I created a SAS token using the following python function:
def generate_sas_token(connection_string: str, container_name: str, blob_name: str, duration: int = 60) -> tuple[str, str]:
blob_service_client = BlobServiceClient.from_connection_string(connection_string)
sas_token = generate_blob_sas(
account_name=blob_service_client.account_name,
container_name=container_name,
blob_name=blob_name,
account_key=blob_service_client.credential.account_key,
permission=BlobSasPermissions(read=True), # Set the permissions as needed
expiry=datetime.now() + timedelta(minutes=duration) # Set the expiry time as needed
)
sas_url = f"https://{blob_service_client.account_name}.blob.core.windows.net/{container_name}/{blob_name}?{sas_token}"
return sas_token, sas_url
As you can see I specify the expiry date by using a 60 minutes offset to the current time. So I would expect the token to be invalid after 60 minutes. However even 2 hours later the SAS token is still valid.

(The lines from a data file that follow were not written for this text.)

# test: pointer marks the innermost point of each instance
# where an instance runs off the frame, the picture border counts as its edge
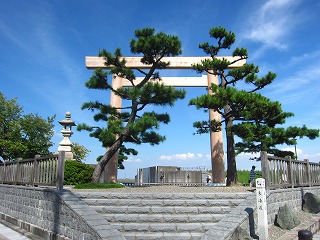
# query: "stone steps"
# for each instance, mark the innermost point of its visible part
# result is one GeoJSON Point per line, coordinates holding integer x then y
{"type": "Point", "coordinates": [162, 215]}
{"type": "Point", "coordinates": [163, 218]}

I opened the SAS url in another browser in private mode to prevent any browser caching messing sth up but I was still able to download the file just fine.
The documentation mentions that the ‘expiry’ field can be overwritten by an access policy but I checked my storage account and there are no access policies present.
Is there anything I missed as I don’t see any errors in the code?